Knowledge, attitudes and beliefs of primary caretakers towards sickle cell anaemia in children.

Abstract

The objective of this study was to evaluate knowledge, attitudes and beliefs (KAB) that may influence health seeking behaviour of caretakers of children with sickle cell disease (SCD). A cross-sectional survey was undertaken at Nyanza provincial hospital in Kenya between March and September 1993 to identify socio-demographic and economic factors that may influence health seeking behaviour of primary caretakers of children with SCD. All caretakers accompanying children under the age of 18 years to the Sickle Cell Clinic were eligible. Guardians accompanying children to the clinic were interviewed using pretested questionnaires. An exploratory factor analysis method was used to categorise questionnaire items into domains (knowledge, attitude and belief) and to investigate for association between certain socio-demographic factors and KAB. Seventy five per cent of the 108 respondents interviewed were mothers and 16.7% fathers. Seventy eight percent knew SCD to be hereditary while 55% knew how the disease presents in childhood. Only 42% associated SCD with increased risk of infection. Many felt severe infections are largely preventable and that prevention would reduce their anxiety and illness related costs. In factor analysis, variables loaded almost exclusively on "Attitudes" and "Beliefs" factors. Only family size was found to influence caretaker attitudes (p = 0.0095) and beliefs (p = 0.0034).
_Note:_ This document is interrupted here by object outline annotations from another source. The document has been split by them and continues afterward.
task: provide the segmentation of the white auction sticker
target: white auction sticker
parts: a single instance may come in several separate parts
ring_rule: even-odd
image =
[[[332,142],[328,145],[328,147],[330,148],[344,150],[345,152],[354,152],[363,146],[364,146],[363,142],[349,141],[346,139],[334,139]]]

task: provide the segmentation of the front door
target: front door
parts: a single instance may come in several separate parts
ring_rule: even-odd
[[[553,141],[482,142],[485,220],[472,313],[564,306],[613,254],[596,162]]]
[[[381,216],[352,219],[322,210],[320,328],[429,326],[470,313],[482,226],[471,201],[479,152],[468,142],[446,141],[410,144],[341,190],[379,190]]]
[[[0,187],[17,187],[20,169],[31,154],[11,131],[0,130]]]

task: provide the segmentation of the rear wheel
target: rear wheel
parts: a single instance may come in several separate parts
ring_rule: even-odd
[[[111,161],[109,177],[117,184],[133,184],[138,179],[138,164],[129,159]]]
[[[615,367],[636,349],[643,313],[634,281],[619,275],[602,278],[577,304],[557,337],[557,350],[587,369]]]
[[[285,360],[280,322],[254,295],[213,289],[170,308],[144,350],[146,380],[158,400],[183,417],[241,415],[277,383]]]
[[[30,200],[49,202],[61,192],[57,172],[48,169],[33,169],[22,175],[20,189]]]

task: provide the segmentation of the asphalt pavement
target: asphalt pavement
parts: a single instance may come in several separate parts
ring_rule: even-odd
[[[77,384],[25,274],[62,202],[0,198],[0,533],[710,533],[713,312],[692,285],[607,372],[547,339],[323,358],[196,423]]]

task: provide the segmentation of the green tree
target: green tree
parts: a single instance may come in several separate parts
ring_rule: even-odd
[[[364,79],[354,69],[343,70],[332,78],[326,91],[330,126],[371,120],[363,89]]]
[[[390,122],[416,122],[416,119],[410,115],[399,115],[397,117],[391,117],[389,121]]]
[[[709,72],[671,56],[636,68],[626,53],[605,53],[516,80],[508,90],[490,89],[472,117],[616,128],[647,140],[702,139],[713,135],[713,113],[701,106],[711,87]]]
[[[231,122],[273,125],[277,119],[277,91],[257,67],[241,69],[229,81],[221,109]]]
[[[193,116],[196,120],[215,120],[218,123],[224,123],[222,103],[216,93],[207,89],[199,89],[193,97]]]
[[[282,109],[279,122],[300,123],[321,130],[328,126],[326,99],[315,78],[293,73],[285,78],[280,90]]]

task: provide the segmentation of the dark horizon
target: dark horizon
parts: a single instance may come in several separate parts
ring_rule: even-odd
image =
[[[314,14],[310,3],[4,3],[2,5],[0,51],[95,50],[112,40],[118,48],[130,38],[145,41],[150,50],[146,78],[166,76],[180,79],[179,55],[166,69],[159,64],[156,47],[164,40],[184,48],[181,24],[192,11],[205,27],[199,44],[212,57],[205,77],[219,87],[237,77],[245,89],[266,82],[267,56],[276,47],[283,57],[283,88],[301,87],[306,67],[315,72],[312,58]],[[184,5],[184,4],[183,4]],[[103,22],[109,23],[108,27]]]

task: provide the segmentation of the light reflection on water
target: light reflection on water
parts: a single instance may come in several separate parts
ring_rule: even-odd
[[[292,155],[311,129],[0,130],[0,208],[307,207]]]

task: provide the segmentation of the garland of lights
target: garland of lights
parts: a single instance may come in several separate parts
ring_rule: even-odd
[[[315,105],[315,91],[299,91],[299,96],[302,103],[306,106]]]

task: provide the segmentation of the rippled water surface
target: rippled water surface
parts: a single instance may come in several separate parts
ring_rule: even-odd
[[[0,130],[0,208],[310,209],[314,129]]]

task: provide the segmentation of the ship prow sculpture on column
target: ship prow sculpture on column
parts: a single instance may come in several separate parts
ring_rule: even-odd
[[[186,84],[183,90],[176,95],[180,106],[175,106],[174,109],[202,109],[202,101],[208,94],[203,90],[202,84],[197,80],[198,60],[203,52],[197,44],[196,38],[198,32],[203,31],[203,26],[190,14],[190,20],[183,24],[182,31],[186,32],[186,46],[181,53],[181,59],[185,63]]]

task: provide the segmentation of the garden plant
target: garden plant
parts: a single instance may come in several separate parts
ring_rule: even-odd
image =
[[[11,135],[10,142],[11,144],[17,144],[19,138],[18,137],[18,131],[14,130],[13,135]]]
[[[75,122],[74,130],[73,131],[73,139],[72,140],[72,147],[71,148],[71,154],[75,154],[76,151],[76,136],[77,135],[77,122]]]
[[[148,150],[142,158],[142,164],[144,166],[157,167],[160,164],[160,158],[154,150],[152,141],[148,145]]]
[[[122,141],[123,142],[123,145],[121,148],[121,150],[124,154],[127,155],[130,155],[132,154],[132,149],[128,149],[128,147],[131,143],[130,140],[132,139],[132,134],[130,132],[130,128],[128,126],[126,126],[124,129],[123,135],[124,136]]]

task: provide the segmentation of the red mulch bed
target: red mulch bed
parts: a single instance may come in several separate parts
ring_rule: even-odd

Education, monthly income, occupation and religion had no significant influence. The majority of caretakers had good knowledge and positive attitudes towards SCD in children. Interventions aimed at management of SCD or prevention of its sequelae would be well accepted. Factor analysis is recommended for statistical analysis of KAB data. The effect of family size on attitudes and behaviour needs further evaluation.